HTTP Error 400. The size of the request headers is too long in ASP.NET MVC-application

0
votes

We created an ASP.NET MVC application that uses Windows Authentication. We now have the problem that we have some users who get the following error message when accessing the site:

HTTP Error 400. The size of the request headers is too long.

This seems to be due to the users being in too many Active Directory groups.

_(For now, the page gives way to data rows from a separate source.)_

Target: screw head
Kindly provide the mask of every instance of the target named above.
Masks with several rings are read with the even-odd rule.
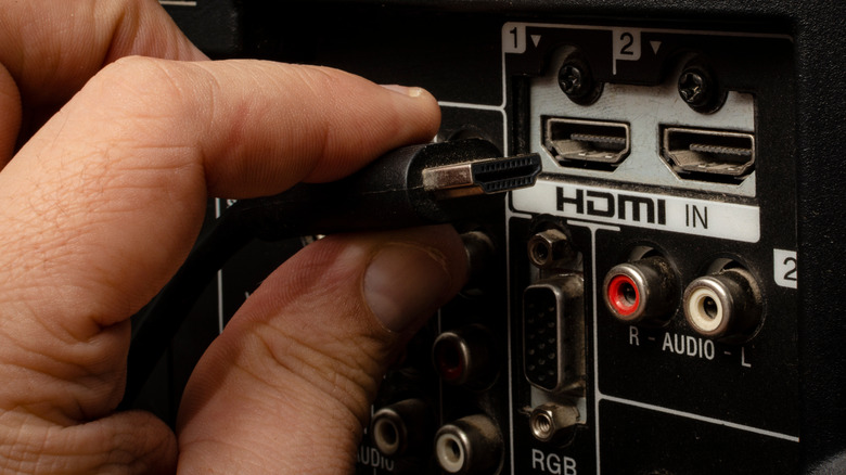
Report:
[[[559,70],[559,86],[567,95],[585,93],[585,72],[575,64],[565,64]]]
[[[696,70],[687,70],[679,76],[679,95],[690,105],[707,102],[709,85],[705,76]]]
[[[571,260],[576,256],[567,235],[557,229],[541,231],[528,241],[529,260],[541,269]]]

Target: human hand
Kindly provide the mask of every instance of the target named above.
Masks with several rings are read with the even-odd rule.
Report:
[[[426,140],[432,97],[202,61],[154,1],[4,2],[0,21],[0,470],[351,471],[386,365],[462,284],[453,231],[331,236],[285,262],[201,360],[178,435],[115,412],[128,318],[208,196],[337,179]],[[115,62],[131,54],[161,59]]]

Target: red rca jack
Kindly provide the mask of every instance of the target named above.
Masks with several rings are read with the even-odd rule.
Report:
[[[490,332],[482,325],[447,331],[435,338],[432,359],[440,378],[451,385],[485,389],[497,376]]]
[[[742,267],[725,267],[688,285],[684,318],[698,334],[743,343],[761,322],[762,299],[755,278]]]
[[[625,323],[666,323],[678,306],[679,285],[667,259],[644,257],[614,266],[602,296],[611,313]]]

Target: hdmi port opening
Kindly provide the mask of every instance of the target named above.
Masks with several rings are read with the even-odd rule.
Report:
[[[564,167],[613,170],[629,154],[625,123],[543,117],[543,147]]]
[[[661,154],[682,179],[738,183],[755,169],[755,136],[665,127]]]

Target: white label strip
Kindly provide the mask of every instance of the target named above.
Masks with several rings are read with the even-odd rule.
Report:
[[[747,243],[760,239],[757,206],[538,180],[512,193],[515,210]]]

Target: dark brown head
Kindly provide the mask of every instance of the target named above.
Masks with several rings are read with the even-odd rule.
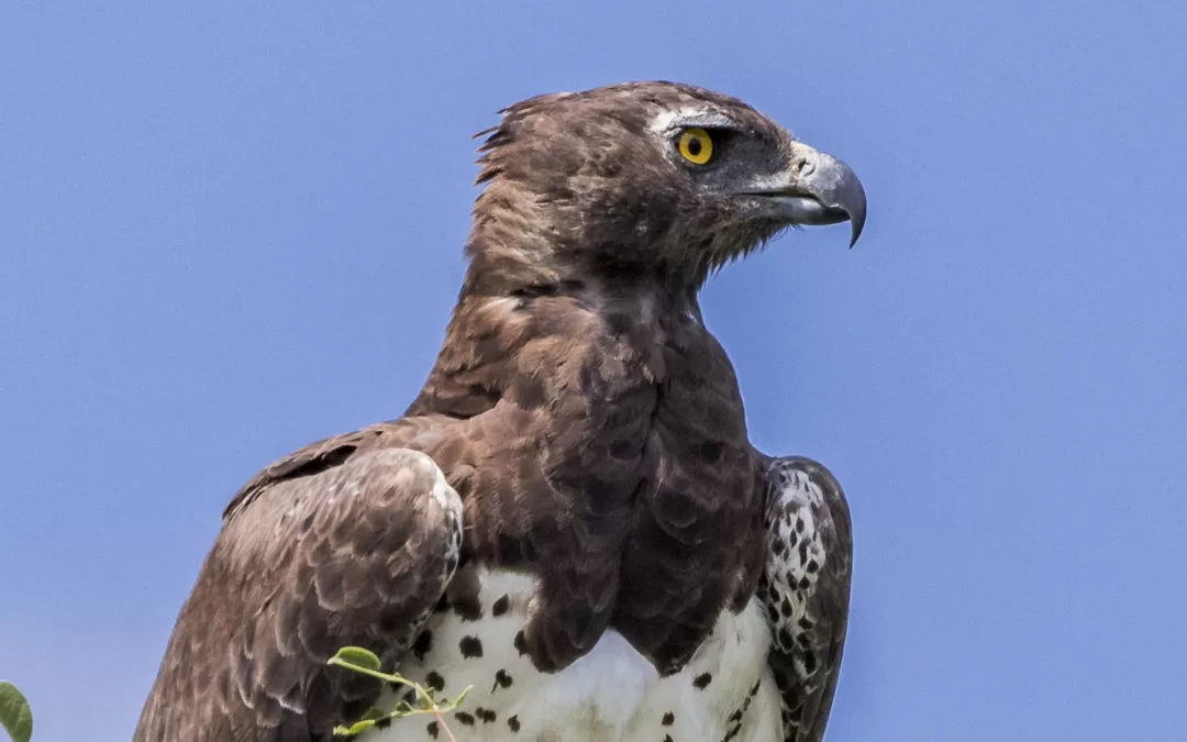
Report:
[[[478,160],[466,285],[590,275],[698,286],[793,224],[852,223],[844,163],[736,99],[667,82],[542,95],[502,112]]]

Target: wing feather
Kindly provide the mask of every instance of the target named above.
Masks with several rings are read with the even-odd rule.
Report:
[[[377,681],[325,660],[355,645],[394,664],[440,598],[462,540],[462,503],[437,464],[376,445],[399,432],[375,426],[313,444],[240,492],[178,617],[137,742],[328,740],[375,702]]]

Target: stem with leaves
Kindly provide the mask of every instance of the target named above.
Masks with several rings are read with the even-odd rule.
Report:
[[[331,657],[325,662],[326,665],[334,665],[336,667],[345,667],[347,670],[362,673],[364,676],[370,676],[373,678],[379,678],[386,683],[394,683],[398,685],[406,685],[411,687],[417,693],[418,705],[412,705],[407,700],[401,700],[395,704],[395,709],[388,712],[379,711],[377,709],[372,709],[368,711],[363,718],[355,722],[349,727],[335,727],[334,734],[343,736],[354,736],[362,731],[375,727],[377,722],[383,719],[398,719],[406,716],[414,716],[417,714],[432,714],[437,717],[437,722],[445,729],[445,734],[449,736],[450,742],[457,742],[453,737],[453,733],[450,731],[449,724],[445,723],[445,717],[443,714],[452,711],[462,705],[462,700],[465,699],[465,695],[470,692],[466,687],[453,700],[442,700],[438,702],[433,698],[432,689],[426,689],[419,683],[413,683],[399,673],[385,673],[380,672],[379,657],[375,653],[363,649],[362,647],[343,647],[338,649],[338,653]]]

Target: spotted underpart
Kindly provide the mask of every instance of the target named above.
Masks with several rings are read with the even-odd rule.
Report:
[[[849,507],[829,470],[808,458],[772,461],[767,481],[767,564],[758,598],[772,626],[769,665],[783,740],[818,742],[849,616]]]
[[[770,627],[751,600],[724,611],[688,665],[661,678],[616,632],[571,666],[541,673],[521,652],[533,610],[531,576],[466,564],[426,622],[432,641],[399,664],[406,677],[453,698],[470,687],[445,722],[458,742],[781,742],[779,696],[767,665]],[[461,601],[478,611],[470,620]],[[495,607],[499,610],[495,610]],[[497,614],[497,615],[496,615]],[[475,653],[477,646],[481,654]],[[387,703],[399,696],[391,693]],[[398,719],[372,742],[445,740],[439,725]]]

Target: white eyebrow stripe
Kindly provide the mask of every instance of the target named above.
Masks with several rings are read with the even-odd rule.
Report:
[[[679,108],[665,110],[652,120],[652,131],[656,134],[669,132],[684,126],[702,128],[730,127],[734,121],[712,108]]]

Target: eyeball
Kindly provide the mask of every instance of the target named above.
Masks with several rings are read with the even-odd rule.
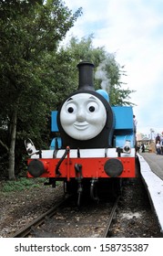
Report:
[[[67,113],[75,113],[76,112],[76,106],[75,104],[67,104],[66,107],[66,111]]]
[[[99,108],[98,108],[98,105],[96,102],[89,102],[87,104],[87,109],[88,112],[94,112],[98,111]]]

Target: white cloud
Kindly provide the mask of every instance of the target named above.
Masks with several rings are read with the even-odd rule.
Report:
[[[94,46],[116,52],[125,65],[138,129],[163,131],[163,2],[161,0],[66,0],[84,14],[70,34],[81,37],[94,34]],[[70,35],[69,34],[69,35]]]

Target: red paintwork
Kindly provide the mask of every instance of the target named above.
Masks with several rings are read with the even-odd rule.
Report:
[[[75,171],[75,164],[82,165],[82,176],[86,178],[91,177],[109,177],[105,170],[104,165],[108,160],[108,157],[102,158],[67,158],[64,159],[62,162],[59,171],[62,174],[61,176],[56,176],[56,166],[59,161],[57,158],[50,158],[50,159],[38,159],[43,162],[45,168],[45,173],[41,176],[42,177],[56,177],[56,180],[60,180],[66,178],[69,181],[71,178],[75,178],[76,171]],[[135,177],[135,157],[117,157],[119,159],[124,166],[123,173],[119,177]],[[28,160],[28,164],[33,159]],[[28,177],[32,177],[32,176],[28,173]]]

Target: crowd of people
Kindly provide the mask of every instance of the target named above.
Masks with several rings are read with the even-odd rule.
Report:
[[[135,133],[137,133],[138,121],[135,115],[133,115],[133,121],[134,121],[134,131]],[[163,133],[161,135],[159,133],[157,134],[157,137],[155,138],[155,148],[156,148],[157,155],[163,155]],[[142,153],[145,153],[146,150],[145,144],[141,144],[141,145],[137,144],[137,151],[139,153],[140,150]]]
[[[163,134],[159,135],[159,133],[157,134],[157,137],[155,138],[155,149],[157,155],[163,155]],[[138,145],[138,152],[140,151],[142,153],[145,153],[146,150],[146,144],[141,144],[141,145]]]

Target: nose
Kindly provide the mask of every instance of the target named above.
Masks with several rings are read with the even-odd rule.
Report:
[[[78,122],[83,122],[86,120],[86,113],[83,109],[79,109],[76,114],[76,120]]]

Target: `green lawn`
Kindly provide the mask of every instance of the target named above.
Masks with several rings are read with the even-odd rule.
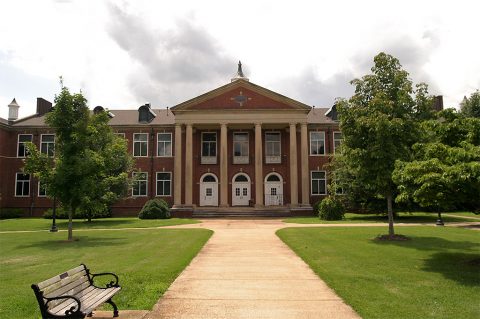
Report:
[[[449,214],[458,214],[458,213],[449,213]],[[452,222],[475,222],[475,220],[470,218],[462,218],[461,216],[470,216],[469,213],[460,213],[459,217],[451,216],[442,216],[442,219],[445,223]],[[475,217],[471,213],[471,217]],[[437,220],[437,214],[434,213],[424,213],[424,212],[414,212],[414,213],[399,213],[395,218],[396,223],[432,223],[434,224]],[[480,216],[479,220],[480,221]],[[321,220],[316,216],[312,217],[289,217],[284,220],[286,223],[296,223],[296,224],[348,224],[348,223],[388,223],[387,216],[378,215],[378,214],[352,214],[346,213],[345,219],[343,220],[334,220],[326,221]]]
[[[93,273],[114,272],[123,309],[149,310],[190,263],[212,231],[143,229],[0,234],[0,318],[39,318],[32,283],[85,263]]]
[[[186,218],[171,219],[138,219],[136,217],[99,218],[87,222],[83,219],[73,220],[73,229],[95,228],[145,228],[171,225],[195,224],[199,221]],[[67,229],[68,220],[57,219],[58,229]],[[0,220],[0,231],[11,230],[48,230],[52,226],[51,219],[44,218],[16,218]]]
[[[397,230],[411,240],[374,241],[377,227],[277,234],[362,318],[480,318],[480,232]]]

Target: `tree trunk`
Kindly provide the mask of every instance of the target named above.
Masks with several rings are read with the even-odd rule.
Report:
[[[75,214],[76,207],[72,207],[68,213],[68,241],[73,240],[73,215]]]
[[[388,212],[388,236],[393,237],[395,231],[393,229],[393,208],[392,208],[392,194],[387,195],[387,212]]]

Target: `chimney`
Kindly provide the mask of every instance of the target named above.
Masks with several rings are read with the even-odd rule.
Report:
[[[8,104],[8,120],[9,121],[15,121],[18,119],[18,108],[20,105],[17,104],[17,101],[15,98],[13,98],[12,102]]]
[[[435,112],[440,112],[441,110],[443,110],[443,95],[435,96],[433,100],[433,110]]]
[[[48,102],[44,98],[37,97],[37,115],[43,115],[52,109],[52,103]]]

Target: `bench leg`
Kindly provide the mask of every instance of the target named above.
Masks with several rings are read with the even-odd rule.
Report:
[[[118,308],[117,308],[117,305],[112,301],[112,299],[108,299],[106,301],[108,304],[111,304],[112,307],[113,307],[113,316],[114,317],[118,317]]]

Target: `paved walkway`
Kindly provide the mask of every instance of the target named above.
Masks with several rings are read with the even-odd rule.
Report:
[[[144,318],[359,318],[276,235],[280,220],[209,220],[211,239]]]

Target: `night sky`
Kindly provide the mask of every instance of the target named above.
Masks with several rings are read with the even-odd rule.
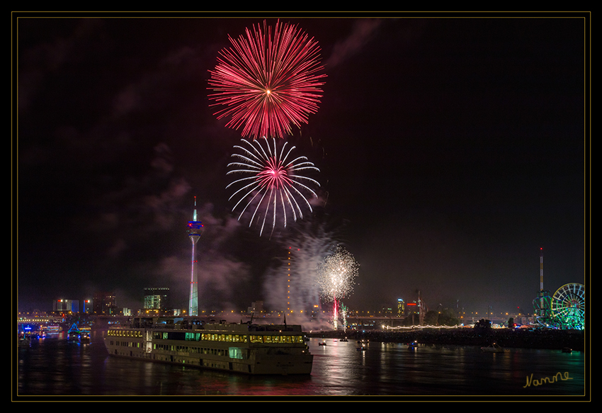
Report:
[[[320,169],[319,202],[271,238],[231,212],[240,132],[208,98],[228,35],[265,16],[40,16],[13,27],[20,310],[96,290],[135,309],[144,287],[186,307],[195,196],[201,308],[271,302],[267,274],[303,224],[360,264],[353,309],[419,290],[430,308],[530,312],[540,248],[545,289],[589,280],[581,16],[280,16],[319,42],[327,78],[287,138]]]

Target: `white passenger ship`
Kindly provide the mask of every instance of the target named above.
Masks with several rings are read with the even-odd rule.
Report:
[[[285,324],[136,318],[104,341],[110,356],[251,375],[309,374],[313,362],[301,326]]]

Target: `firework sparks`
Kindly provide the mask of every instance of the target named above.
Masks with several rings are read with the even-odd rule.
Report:
[[[297,26],[278,22],[263,30],[254,25],[246,36],[229,36],[234,49],[224,49],[211,74],[209,98],[223,106],[215,115],[229,118],[226,124],[242,136],[283,137],[292,134],[291,123],[300,128],[315,113],[326,74],[319,64],[317,42]]]
[[[242,153],[232,155],[240,162],[229,164],[228,167],[235,169],[229,171],[227,174],[242,174],[246,176],[226,187],[242,186],[229,198],[232,200],[234,197],[240,197],[232,210],[245,200],[247,200],[239,220],[249,206],[254,205],[254,211],[249,226],[251,227],[256,216],[258,222],[261,220],[261,236],[266,222],[269,223],[271,221],[273,230],[278,221],[286,227],[288,215],[292,215],[293,220],[297,221],[297,217],[303,219],[303,210],[306,208],[310,212],[313,211],[307,196],[317,198],[317,194],[309,186],[319,186],[319,183],[312,178],[299,174],[299,172],[319,171],[314,164],[307,161],[305,157],[289,160],[290,157],[293,158],[290,154],[295,147],[287,149],[286,142],[278,151],[275,139],[272,140],[272,146],[266,139],[252,142],[243,139],[242,141],[248,147],[234,146]],[[261,145],[261,141],[265,142],[265,148]],[[263,218],[261,218],[262,214]],[[268,218],[270,220],[268,220]]]
[[[359,264],[353,256],[339,245],[326,256],[318,268],[320,295],[328,301],[348,295],[353,290],[353,282],[358,276]]]

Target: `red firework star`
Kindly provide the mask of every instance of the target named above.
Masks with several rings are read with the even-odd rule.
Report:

I already did the following:

I added the following registry keys on the server that is running the web-application:

HKEY_LOCAL_MACHINE\SYSTEM\CurrentControlSet\Services\HTTP\Parameters\MaxFieldLength ==> 65536

HKEY_LOCAL_MACHINE\SYSTEM\CurrentControlSet\Services\HTTP\Parameters\MaxRequestBytes ==> 16777216

HKEY_LOCAL_MACHINE\SYSTEM\CurrentControlSet\Services\Lsa\Parameters\MaxTokenSize ==> 65535

I also set the following registry key on the client computer via which I accessed the web-application:

HKEY_LOCAL_MACHINE\SYSTEM\CurrentControlSet\Services\Lsa\Parameters\MaxTokenSize ==> 65535

I then restarted all the computers and tried accessing the web-application again. I am still getting the above error message.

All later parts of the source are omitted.